Saat itu, Kakbah telah dikunjungi oleh banyak pelancong dan menjadi pusat pertemuan bagi beberapa kafilah dari penjuru jazirah Arab. Abrahah, tidak rela Kakbah dijadikan sebagai pusat peribadatan, olehnya ia mendirikan gereja besar, sebagai kiblat umat manusia menggantikan Kakbah. Gereja tersebut didirikan di daerah Shan’a.
Tidak hanya mendirikan gereja, Abrahah juga bertekad menghancurkan Kakbah. Untuk maksud ini, ia mengerahkan 60.000 personel pasukan gagah berani menuju Makkah untuk menghancurkan Kakbah.
Perjalanan Abrahah, tidak berjalan mulus. Sepanjang perjalanan, ia mendapat perlawanan dari masyarakat Hijaz. Walaupun mendapat perlawanan dari beberapa wilayah, namun ada juga daerah yang mengelu-elukan mereka, yakni daerah Thaif, daerah yang sangat menolak kenabian Nabi SAW.

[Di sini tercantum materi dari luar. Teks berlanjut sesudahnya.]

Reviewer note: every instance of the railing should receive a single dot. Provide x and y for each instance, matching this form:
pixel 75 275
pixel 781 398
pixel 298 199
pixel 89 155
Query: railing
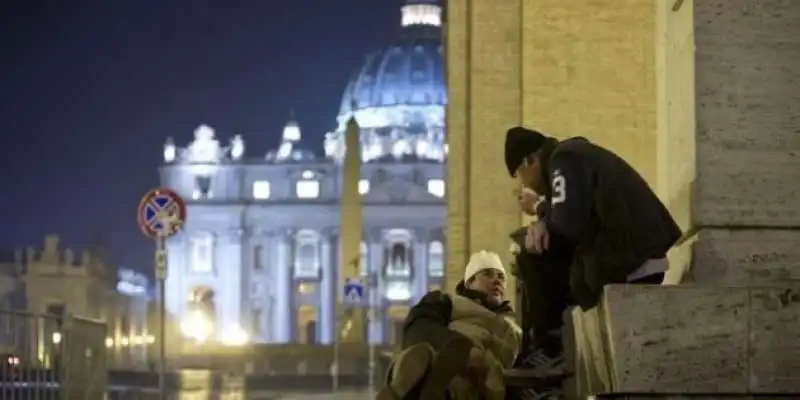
pixel 51 357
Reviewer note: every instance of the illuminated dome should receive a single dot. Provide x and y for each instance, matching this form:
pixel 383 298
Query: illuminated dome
pixel 398 96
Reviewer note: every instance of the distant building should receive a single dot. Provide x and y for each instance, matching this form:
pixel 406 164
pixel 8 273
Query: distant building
pixel 129 335
pixel 55 281
pixel 259 251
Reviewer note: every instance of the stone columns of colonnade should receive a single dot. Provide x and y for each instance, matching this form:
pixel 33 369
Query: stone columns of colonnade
pixel 703 98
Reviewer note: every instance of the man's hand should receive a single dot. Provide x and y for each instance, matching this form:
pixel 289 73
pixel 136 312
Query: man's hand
pixel 476 359
pixel 527 200
pixel 538 239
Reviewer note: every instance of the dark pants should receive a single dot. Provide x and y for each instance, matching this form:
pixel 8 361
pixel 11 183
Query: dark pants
pixel 546 292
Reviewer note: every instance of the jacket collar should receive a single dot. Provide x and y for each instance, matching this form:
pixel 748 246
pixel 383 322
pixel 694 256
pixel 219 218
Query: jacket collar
pixel 481 298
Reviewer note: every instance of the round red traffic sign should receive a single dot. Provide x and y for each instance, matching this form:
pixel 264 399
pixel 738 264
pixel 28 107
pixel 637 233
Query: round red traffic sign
pixel 162 213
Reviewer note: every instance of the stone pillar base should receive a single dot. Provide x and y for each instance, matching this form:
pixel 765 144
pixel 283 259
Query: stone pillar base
pixel 689 339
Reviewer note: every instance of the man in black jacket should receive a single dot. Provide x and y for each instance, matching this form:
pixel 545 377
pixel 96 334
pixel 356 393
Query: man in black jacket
pixel 599 223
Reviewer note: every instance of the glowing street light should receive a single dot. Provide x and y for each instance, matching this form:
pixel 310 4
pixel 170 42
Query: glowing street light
pixel 197 326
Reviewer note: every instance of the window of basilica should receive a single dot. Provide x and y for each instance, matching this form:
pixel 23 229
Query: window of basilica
pixel 436 259
pixel 202 245
pixel 307 262
pixel 398 261
pixel 364 259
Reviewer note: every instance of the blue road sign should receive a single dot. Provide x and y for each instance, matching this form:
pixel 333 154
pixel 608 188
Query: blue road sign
pixel 353 291
pixel 154 206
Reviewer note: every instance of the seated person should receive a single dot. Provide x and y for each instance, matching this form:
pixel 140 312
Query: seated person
pixel 458 346
pixel 599 223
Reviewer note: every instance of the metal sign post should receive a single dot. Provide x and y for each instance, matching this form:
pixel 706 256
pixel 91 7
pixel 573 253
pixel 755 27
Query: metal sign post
pixel 162 213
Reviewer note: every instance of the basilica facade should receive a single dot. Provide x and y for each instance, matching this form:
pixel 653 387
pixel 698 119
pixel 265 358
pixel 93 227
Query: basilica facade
pixel 259 254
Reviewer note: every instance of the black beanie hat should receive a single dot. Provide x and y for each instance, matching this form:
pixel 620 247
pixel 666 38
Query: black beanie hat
pixel 520 143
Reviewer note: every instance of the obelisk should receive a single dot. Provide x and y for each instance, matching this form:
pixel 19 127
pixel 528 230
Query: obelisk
pixel 351 326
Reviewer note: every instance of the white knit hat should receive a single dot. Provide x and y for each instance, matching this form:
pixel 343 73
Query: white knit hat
pixel 482 260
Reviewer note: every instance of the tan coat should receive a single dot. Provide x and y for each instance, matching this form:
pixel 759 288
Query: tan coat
pixel 498 335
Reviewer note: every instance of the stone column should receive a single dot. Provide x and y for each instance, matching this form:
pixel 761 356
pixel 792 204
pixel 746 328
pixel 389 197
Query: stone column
pixel 375 250
pixel 420 284
pixel 228 267
pixel 282 288
pixel 484 82
pixel 327 311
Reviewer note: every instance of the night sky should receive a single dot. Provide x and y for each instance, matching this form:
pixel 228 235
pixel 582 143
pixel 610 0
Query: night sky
pixel 89 90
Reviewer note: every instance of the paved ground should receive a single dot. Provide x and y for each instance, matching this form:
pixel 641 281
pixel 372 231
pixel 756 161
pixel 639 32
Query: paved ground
pixel 343 395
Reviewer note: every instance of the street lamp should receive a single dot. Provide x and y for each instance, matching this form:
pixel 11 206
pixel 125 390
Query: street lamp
pixel 197 325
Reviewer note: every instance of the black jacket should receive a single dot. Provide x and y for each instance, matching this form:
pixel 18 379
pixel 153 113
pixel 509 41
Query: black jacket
pixel 608 211
pixel 428 320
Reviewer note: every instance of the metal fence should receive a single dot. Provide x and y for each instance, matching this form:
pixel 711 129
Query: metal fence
pixel 51 357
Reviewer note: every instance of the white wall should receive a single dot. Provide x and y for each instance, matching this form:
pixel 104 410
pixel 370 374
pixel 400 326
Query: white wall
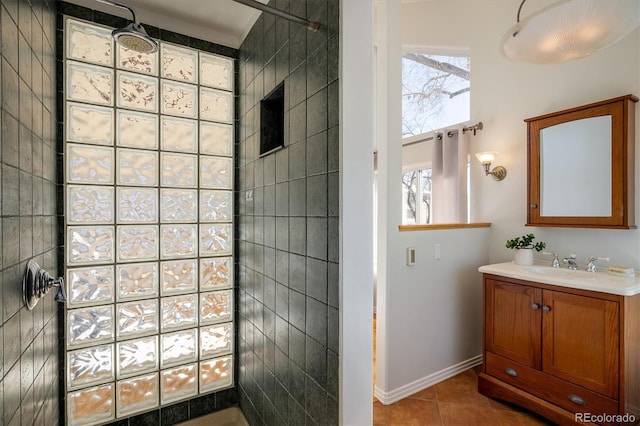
pixel 429 315
pixel 356 222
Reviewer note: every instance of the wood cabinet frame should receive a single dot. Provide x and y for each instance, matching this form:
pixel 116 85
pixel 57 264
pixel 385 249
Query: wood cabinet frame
pixel 541 386
pixel 622 112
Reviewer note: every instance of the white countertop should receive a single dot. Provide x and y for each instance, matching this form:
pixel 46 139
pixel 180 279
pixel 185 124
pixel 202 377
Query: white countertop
pixel 543 273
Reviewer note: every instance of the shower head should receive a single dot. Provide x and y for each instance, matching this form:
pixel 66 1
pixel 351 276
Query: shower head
pixel 133 36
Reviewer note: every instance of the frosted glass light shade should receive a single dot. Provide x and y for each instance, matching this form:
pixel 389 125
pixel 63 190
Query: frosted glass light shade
pixel 486 157
pixel 570 29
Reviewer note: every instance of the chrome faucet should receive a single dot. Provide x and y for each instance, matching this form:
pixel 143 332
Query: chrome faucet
pixel 571 262
pixel 555 263
pixel 591 267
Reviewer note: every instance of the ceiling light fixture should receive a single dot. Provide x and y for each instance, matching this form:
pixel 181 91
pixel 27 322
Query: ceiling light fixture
pixel 133 36
pixel 569 29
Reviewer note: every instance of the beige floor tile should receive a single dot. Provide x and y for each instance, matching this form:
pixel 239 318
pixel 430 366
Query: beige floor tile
pixel 413 412
pixel 454 414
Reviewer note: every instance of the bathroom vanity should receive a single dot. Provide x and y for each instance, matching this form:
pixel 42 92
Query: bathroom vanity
pixel 560 342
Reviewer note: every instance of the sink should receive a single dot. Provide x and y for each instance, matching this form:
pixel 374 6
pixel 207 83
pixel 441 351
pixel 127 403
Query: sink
pixel 541 273
pixel 568 274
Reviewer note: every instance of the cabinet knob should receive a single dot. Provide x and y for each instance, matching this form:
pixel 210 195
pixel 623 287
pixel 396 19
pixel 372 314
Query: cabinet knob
pixel 576 399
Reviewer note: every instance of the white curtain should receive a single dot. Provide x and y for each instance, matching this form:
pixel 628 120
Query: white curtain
pixel 449 176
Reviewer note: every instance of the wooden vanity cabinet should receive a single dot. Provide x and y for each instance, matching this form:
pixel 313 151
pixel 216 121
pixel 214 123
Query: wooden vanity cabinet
pixel 559 351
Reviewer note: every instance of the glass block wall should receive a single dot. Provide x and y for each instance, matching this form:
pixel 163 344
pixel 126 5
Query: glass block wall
pixel 149 225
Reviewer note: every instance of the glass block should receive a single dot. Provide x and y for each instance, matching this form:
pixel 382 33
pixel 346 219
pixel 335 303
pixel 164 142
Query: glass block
pixel 179 276
pixel 137 167
pixel 216 105
pixel 179 312
pixel 216 306
pixel 178 205
pixel 89 326
pixel 179 99
pixel 179 63
pixel 136 91
pixel 216 71
pixel 89 204
pixel 216 273
pixel 137 394
pixel 137 243
pixel 91 406
pixel 137 319
pixel 137 130
pixel 179 348
pixel 89 244
pixel 137 205
pixel 178 241
pixel 216 340
pixel 178 170
pixel 216 374
pixel 137 281
pixel 89 83
pixel 216 172
pixel 178 383
pixel 137 356
pixel 90 366
pixel 89 43
pixel 146 63
pixel 179 134
pixel 216 206
pixel 216 139
pixel 89 164
pixel 216 240
pixel 89 124
pixel 90 286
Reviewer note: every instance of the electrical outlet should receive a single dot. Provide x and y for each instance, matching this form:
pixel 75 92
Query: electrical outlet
pixel 411 256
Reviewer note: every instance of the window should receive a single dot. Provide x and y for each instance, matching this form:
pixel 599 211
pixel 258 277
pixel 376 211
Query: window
pixel 435 92
pixel 435 99
pixel 416 208
pixel 149 225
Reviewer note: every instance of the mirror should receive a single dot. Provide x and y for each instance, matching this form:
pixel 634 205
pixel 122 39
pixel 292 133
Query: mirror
pixel 581 166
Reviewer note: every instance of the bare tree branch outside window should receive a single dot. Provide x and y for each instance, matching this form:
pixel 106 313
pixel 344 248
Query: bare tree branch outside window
pixel 435 94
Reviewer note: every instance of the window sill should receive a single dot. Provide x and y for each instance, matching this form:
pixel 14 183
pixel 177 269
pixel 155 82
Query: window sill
pixel 436 226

Mendekati daerah Makkah, Abrahah memerintahkan pasukannya beristirahat dengan mendirikan tenda, sambil memantau pasukan masyarakat Makkah.
Ketika persediaan makanan mereka menipis, Abrahah memerintahkan pasukannya merampas ternak milik warga, di antaranya beberapa ratus ekor unta milik Abdul Muthalib, kakek Nabi SAW.
Dalam tradisi perang, sebelum peperangan dilakukan, panglima perang mengirim utusan untuk menyampaikan tantangan perang kepada lawan. Hal ini dilakukan oleh Abrahah dengan mengirim utusan kepada kepala suku Makkah, Abdul Muthalib.
Tantangan yang diajukan oleh Abrahah, tidak digubris oleh Abdul Muthalib. Bahkan, ia memerintahkan masyarakatnya mencari tempat aman untuk berlindung.